As is well, known, the surreal numbers have gaps. As far as I understand, this means that a set of surreal numbers will not always have a supremum or infimum in the surreal numbers.
So I thought about the "next best" thing, which is an upper and lower bound that is almost tight. This is what I've come up with:
Be $M$ a non-empty set of surreal numbers. Then I define two surreal numbers $\operatorname{up} M$ and $\operatorname{low} M$ as follows:
Let $b(x)$ denote the birthday of the surreal number $x$. Then we can define the set $$S_M = \{x \in \mathrm{No}| \exists y\in M: b(x) < b(y)\},$$ that is the set of all ordinals born earler than some member of $x$.

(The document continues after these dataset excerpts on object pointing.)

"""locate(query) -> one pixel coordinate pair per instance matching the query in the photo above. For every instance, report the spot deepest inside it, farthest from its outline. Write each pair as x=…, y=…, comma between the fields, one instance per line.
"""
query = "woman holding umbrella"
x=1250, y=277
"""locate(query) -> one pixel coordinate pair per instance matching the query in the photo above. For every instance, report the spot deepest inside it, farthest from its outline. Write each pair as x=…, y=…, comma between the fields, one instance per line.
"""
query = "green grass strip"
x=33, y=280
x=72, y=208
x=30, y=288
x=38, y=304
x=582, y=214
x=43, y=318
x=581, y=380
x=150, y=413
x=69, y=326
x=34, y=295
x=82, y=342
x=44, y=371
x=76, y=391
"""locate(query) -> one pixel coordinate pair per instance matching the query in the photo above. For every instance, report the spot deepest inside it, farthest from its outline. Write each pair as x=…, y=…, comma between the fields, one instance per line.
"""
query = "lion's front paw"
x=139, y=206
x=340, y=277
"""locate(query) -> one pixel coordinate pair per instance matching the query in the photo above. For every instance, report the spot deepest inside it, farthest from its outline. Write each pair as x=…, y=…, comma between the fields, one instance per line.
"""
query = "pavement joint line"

Now for each member $x\in M$ we can define the sets $$L_M(x) = \{y\in S_M: y < x\}\quad\text{and}\quad R_M(x) = \{y\in S_M: y > x\}.$$ Unless I'm mistaken, this implies $x = \{L_M(x)|R_M(x)\}$.
Next, I define the sets $$L^\cap = \bigcap_{x\in M} L_M(x)\quad\text{and}\quad L^\cup = \bigcup_{x \in M} L_M(x)$$ and analogously $R^\cap$ and $R^\cup$.
Finally, I define $$\operatorname{low} M = \{L^\cap|R^\cup\}, \quad \operatorname{up} M = \{L^\cup|R^\cap\}.$$
Now what I can prove is the following:
- $\operatorname{low} M$ is a lower bound of $M$.
- $\operatorname{up} M$ is an upper bound of $M$.
- If $M$ has a minimal element, then $\operatorname{low} M = \min M$.
- If $M$ has a maximal element, then $\operatorname{up} M = \max M$.
What I believe to be true, but don't know how to prove/disprove is:
- If $M\subset\mathbb R$ is bounded in $\mathbb R$, then $$\operatorname{low} M = \inf M + \epsilon$$ where $\inf M$ is the infimum in $\mathbb R$ and $\epsilon$ is an infinitesimal number.
- If $M\subset N$, then $\operatorname{low} M\gtrsim\operatorname{low} N$ where $x\gtrsim y$ means either $x\ge y$ or $(x-y)/x$ is infinitesimal (I suspect $\ge$ generally not to hold, as $S_N$ can be a proper superset of $S_M$, thus allowing for a tighter bound).
- And of course the corresponding statements for the upper bound.
Now my question is: Are those last points indeed true, and if so, how could they be proved?
Here is an idea of proof for your first belief, if you don't understand why things are this way I can elaborate:
-If $M$ has a least element then like you said, low $M = \inf M$ holds.
-Else $M$ contains dyadic numbers of unbounded birthdates or a non dyadic number because otherwise it would be finite and have a least element. Then $L^{\cap}$ is the set of dyadic numbers that are strict lower bounds of $M$. $\inf M$ is stricly lower than any element of $R^{\cup}$ so either $\inf M$ is dyadic, and it is in $L^{\cap}$ so low $M = \inf M + \frac{1}{\omega_0}$, or $\inf M$ is not dyadic, then it is not in $L^{\cap}$ and this implies low $M = \inf M$.